Decide il parlamento

Vedremo oggi l’atteggiamento della delegazione Iv. Ieri quella del Pd – altro plotoncino: il capodelegazione Franceschini, i ministri, i capigruppo Andrea Marcucci e Graziano Delrio, il vicesegretario Andrea Orlando e la responsabile donne Cecilia D'Elia – ha discusso sulle priorità del piano. Che saranno formalizzate a stretto giro in un documento. Da parte dem si assicura «piena collaborazione». Ma nessun via libera. Anche perché la proposta deve poter essere emendata dal parlamento, è una condizione.
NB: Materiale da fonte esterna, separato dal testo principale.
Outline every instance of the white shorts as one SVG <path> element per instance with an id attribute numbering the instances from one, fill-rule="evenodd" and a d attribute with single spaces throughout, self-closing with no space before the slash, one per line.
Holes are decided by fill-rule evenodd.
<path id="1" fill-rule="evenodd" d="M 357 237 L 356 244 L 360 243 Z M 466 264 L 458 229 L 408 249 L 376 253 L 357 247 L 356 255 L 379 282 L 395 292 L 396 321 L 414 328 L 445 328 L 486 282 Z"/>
Ma questo Conte lo aveva promesso anche nel pomeriggio ai rappresentanti delle regioni: «Dobbiamo mandare tutto al parlamento in modo da acquisire tutti i suggerimenti e i riscontri necessari per poter poi elaborare il progetto nella sua versione definitiva. Il Recovery dovrà essere il progetto nazionale e per poter esserlo non solo deve accogliere le istanze di tutte le Regioni, gli enti locali e le parti sociali». Bene. Ma il Pd ha chiarito che della mediazione sulla governance deve farsi carico Conte.

Stamattina l’incontro con Iv. Renzi non ci sarà, ma sarà lui a decidere se staccare o no la spina. Ammesso che ci arrivi. E che i suoi lo seguano.